Bureaucracy is a political book written by Austrian School economist and libertarian thinker Ludwig von Mises. The author's stated motivation in writing the book is his concern with the spread of socialist ideals and the increasing bureaucratization of economic life. While he does not deny the necessity of certain bureaucratic structures for the smooth operation of any civilized state, he disagrees with the extent to which it has come to dominate the public life of European countries and the United States. The author's purpose is to demonstrate that the negative aspects of bureaucracy are not a result of bad policies or corruption as the public tends to think but are necessarily built into bureaucratic structures due to the very tasks these structures have to deal with. The main body of the book is therefore devoted to a comparison between private enterprise on the one hand and bureaucratic agencies/public enterprise on the other.
"There are two methods for the conduct of affairs within the frame of human society, i.e., peaceful cooperation among men. One is bureaucratic management; the other is profit management.

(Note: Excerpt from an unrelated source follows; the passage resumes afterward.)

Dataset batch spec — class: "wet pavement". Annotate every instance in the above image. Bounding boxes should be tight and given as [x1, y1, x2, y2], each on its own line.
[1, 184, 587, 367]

It is well known that profit management is highly unpopular in our age. People are anxious to substitute all-round planning by a central authority—i.e., socialism—for the supremacy of the consumers as operative in the market economy. But at the same time the same people severely blame the shortcomings of bureaucratism. They do not see that in clamoring for the suppression of profit management they themselves are asking for more and more bureaucracy, even for full bureaucratization of every sphere of human affairs."
Ludwig von Mises
Ludwig Heinrich Edler von Mises (1881-1973) was the acknowledged leader of the Austrian School of economic thought, a prodigious originator in economic theory, and a prolific author. Mises’ writings and lectures encompassed economic theory, history, epistemology, government, and political philosophy. His contributions to economic theory include important clarifications on the quantity theory of money, the theory of the trade cycle, the integration of monetary theory with economic theory in general, and a demonstration that socialism must fail because it cannot solve the problem of economic calculation. Mises was the first scholar to recognize that economics is part of a larger science in human action, a science which Mises called “praxeology”. He taught at the University of Vienna and later at New York University. Mises wrote many works on two related economic themes: 1. monetary economics, inflation, and the role of government, and 2. the differences between government-controlled economies and free trade. His influential work on economic freedoms, their causes and consequences, brought him to highlight the interrelationships between economic and non-economic freedoms in societies, and the appropriate role for government.